During the refereeing process for this paper, we discovered that there was precisely one family of simple algebraic groups for which this strategy did not actually work, namely the group ${G = Sp(4) = Spin(5)}$ (or the group ${SO(5)}$ that is double-covered by this group) in characteristic ${3}$. This group (which has Dynkin diagram ${B_2=C_2}$, as discussed in this previous post) has one maximal rank proper semisimple subgroup up to conjugacy, namely ${SO(4)}$, which is the stabiliser of a line in ${k^5}$. To find a proper semisimple group ${H'}$ that is not a degeneration of this group, we basically need to find a subgroup ${H'}$ that does not stabilise any line in ${k^5}$. In characteristic larger than three (or characteristic zero), one can proceed by using the action of ${SL_2(k)}$ on the five-dimensional space ${\hbox{Sym}^4(k^2)}$ of homogeneous degree four polynomials on ${k^2}$, which preserves a non-degenerate symmetric form (the four-fold tensor power of the area form on ${k^2}$) and thus embeds into ${SO(5)}$; as no polynomial is fixed by all of ${SL_2(k)}$, we see that this copy of ${SL_2(k)}$ is not a degeneration of ${H}$.

Unfortunately, in characteristics two and three, the symmetric form on ${\hbox{Sym}^4(k^2)}$ degenerates, and this embedding is lost. In the characteristic two case, one can proceed by using the characteristic ${2}$ fact that ${SO(5)}$ is isomorphic to ${Sp(4)}$ (because in characteristic two, the space of null vectors is a hyperplane, and the symmetric form becomes symplectic on this hyperplane), and thus has an additional maximal rank proper semisimple subgroup ${Sp(2) \times Sp(2)}$ which is not conjugate to the ${SO(4)}$ subgroup. But in characteristic three, it turns out that there are no further semisimple subgroups of ${SO(5)}$ that are not already contained in a conjugate of the ${SO(4)}$. (This is not a difficulty for larger groups such as ${SO(6)}$ or ${SO(7)}$, where there are plenty of other semisimple groups to utilise; it is only this smallish group ${SO(5)}$ that has the misfortune of having exactly one maximal rank proper semisimple group to play with, and not enough other semisimples lying around in characteristic three.)
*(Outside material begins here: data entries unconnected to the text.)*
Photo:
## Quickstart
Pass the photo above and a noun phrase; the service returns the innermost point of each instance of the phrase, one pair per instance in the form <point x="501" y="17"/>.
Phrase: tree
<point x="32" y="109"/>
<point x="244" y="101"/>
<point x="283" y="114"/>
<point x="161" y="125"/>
As a consequence of this issue, our argument does not actually work in the case when the characteristic is three and the semisimple group ${G}$ contains a copy of ${SO(5)}$ (or ${Sp(4)}$), and we have had to modify our paper to delete this case from our results. We believe that such groups still do contain strongly dense free subgroups, but this appears to be just out of reach of our current method.

One thing that this experience has taught me is that algebraic groups behave somewhat pathologically in low characteristic; in particular, intuition coming from the characteristic zero case can become unreliable in characteristic two or three.